Kyaw Phyo Tha The Irrawaddy

RANGOON — Of the 60 paintings hung on the walls of Lokanat Gallery in downtown Rangoon, the most eye catching ones depict pairs or trios of colorful, disfigured puppet dancers wearing Burmese traditional attire. Welcome to “Modern Art Exhibition” the first ever solo show of 68-year old artist Aung Khaing, who has been painting for 45 years. “This is my second attempt to have a solo show in my life,” he told The Irrawaddy. In fact, he tried to put on a show nearly 30 years ago, but his work at the time drew sharp criticism from literary censorship officials who then oversaw art exhibitions, as well as applying strict scrutiny to the printed word in Burma. Censors banned all 120 of Aung Khaing’s modern paintings, saying they were unfit for public display. “They scolded me—‘Don’t do that kind of stuff’—after they saw my painting of a mother and child,” recounted the painter. One of the officials barked at Aung Khaing: “The picture symbolizes love. Do you mean we have no love?” When they saw paintings of socialist icons Che Guevara and Fidel Castro, another official said: “Tell me why you don’t try our Burmese leaders.”

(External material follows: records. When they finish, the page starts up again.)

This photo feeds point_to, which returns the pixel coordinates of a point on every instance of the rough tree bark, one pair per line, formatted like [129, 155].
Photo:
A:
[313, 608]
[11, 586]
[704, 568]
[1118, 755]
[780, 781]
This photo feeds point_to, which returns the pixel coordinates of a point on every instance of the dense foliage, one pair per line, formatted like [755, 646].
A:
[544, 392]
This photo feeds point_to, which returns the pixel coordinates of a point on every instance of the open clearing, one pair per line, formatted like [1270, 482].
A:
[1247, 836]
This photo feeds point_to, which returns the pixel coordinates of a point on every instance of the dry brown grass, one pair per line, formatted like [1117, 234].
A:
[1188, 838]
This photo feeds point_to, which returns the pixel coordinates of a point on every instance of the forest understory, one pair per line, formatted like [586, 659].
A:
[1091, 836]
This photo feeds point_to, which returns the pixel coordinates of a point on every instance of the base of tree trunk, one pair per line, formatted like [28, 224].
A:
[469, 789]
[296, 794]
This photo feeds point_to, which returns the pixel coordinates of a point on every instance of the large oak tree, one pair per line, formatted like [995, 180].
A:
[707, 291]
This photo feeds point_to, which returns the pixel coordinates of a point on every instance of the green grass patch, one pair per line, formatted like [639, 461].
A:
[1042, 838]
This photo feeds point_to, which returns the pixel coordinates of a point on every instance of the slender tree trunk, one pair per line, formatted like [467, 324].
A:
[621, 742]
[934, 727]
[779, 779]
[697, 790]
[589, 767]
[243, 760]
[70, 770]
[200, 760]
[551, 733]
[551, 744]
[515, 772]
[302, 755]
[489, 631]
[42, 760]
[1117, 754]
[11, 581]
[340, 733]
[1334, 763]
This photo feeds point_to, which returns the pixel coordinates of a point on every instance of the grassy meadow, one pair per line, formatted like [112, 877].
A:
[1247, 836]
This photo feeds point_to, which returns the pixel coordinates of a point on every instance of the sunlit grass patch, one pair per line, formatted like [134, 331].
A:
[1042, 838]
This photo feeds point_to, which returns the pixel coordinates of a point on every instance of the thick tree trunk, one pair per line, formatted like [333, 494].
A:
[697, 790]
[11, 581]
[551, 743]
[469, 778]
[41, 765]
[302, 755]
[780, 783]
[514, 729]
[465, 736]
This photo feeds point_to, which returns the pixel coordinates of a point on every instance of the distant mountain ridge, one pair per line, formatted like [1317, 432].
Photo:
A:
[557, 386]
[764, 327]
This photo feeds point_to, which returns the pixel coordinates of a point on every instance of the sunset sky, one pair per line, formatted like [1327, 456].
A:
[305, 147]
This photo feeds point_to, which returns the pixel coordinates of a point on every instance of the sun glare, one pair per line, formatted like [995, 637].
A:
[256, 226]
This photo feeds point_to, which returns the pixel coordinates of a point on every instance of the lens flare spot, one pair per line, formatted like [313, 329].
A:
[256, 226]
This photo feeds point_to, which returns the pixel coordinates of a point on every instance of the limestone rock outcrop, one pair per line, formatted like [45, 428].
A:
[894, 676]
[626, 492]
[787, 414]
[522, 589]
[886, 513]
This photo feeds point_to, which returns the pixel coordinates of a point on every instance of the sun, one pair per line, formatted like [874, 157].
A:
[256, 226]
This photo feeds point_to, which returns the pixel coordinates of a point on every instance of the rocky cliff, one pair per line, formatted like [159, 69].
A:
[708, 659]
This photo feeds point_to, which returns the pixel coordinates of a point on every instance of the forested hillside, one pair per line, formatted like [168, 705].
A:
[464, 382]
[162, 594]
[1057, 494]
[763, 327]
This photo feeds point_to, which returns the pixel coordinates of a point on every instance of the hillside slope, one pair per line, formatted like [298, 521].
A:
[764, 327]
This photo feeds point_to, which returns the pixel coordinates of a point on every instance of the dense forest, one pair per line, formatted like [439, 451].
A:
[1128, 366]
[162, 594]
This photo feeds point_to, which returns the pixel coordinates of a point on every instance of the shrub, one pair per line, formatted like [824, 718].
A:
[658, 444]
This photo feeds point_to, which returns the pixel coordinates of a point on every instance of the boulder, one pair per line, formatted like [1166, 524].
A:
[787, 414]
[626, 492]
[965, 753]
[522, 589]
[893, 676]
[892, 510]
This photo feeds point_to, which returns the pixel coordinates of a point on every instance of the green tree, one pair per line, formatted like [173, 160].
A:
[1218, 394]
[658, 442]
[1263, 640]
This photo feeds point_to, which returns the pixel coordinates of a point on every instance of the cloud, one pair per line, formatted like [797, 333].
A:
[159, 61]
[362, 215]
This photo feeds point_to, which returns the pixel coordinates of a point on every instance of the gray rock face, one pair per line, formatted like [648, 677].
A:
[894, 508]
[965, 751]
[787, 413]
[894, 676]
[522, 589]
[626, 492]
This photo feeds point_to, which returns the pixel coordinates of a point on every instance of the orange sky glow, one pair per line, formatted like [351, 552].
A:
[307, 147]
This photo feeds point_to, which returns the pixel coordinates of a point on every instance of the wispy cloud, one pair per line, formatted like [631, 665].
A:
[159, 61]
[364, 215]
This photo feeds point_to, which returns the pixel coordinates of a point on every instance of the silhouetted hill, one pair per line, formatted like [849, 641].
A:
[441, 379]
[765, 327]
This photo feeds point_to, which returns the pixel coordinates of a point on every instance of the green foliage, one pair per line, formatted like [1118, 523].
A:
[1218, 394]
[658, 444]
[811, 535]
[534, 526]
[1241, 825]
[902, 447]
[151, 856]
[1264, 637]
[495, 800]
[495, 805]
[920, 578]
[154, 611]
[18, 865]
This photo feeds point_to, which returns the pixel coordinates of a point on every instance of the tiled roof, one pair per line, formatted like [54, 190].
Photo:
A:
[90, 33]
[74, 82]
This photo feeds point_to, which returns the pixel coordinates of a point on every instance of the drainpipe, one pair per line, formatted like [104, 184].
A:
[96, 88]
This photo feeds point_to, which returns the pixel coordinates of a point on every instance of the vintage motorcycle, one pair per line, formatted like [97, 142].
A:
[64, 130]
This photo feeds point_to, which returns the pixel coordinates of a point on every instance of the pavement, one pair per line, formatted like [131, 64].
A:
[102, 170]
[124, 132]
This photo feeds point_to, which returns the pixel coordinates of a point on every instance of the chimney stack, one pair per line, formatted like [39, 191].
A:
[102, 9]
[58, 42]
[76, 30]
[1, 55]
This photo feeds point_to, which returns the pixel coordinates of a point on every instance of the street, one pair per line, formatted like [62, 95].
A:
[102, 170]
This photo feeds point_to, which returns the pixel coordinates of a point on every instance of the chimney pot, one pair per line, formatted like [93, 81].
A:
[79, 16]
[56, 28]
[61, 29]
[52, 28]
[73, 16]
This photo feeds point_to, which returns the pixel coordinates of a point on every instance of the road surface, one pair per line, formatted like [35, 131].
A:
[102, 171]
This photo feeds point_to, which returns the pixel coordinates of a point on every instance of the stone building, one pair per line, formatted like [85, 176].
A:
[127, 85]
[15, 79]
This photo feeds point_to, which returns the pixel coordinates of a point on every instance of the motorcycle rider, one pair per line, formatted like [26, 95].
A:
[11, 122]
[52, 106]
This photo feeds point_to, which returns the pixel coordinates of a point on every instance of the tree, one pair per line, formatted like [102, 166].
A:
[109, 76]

“I asked them whether they would allow me to paint our national leader Aung San. They gave me no clear answer and my attempt to have first solo show was gone,” Aung Khaing recalled. A self-taught artist and Rangoon native, the painter admitted that despite of his interest in Van Gogh, Pablo Picasso and Jackson Pollock, he wants to create more works with traditional Burmese themes, in his own in modernism flavor—the puppet dancers. “The puppet is one of our Burmese trademarks,” he said. “Though I painted them in a modern style, I can’t hide the Burmese sense in them, and there is movement for they are dancing,” the 68-year old artist explained. Of the disfigured dancers, he said they are the results of his feeling of being deformed by Burma’s past. “My mind, too, thanks to the era we have been through under the oppression of the former military dictatorship. It’s no wonder I can’t paint realism,” he said. Asked why most of his subjects are puppets, Aung Khaing said they are a sort of representation of his unconscious. “Puppets are always attached to strings,” he explained. “Though we have reform today, there are still some human rights violations happening. Unconsciously, I feel we are still attached to strings.”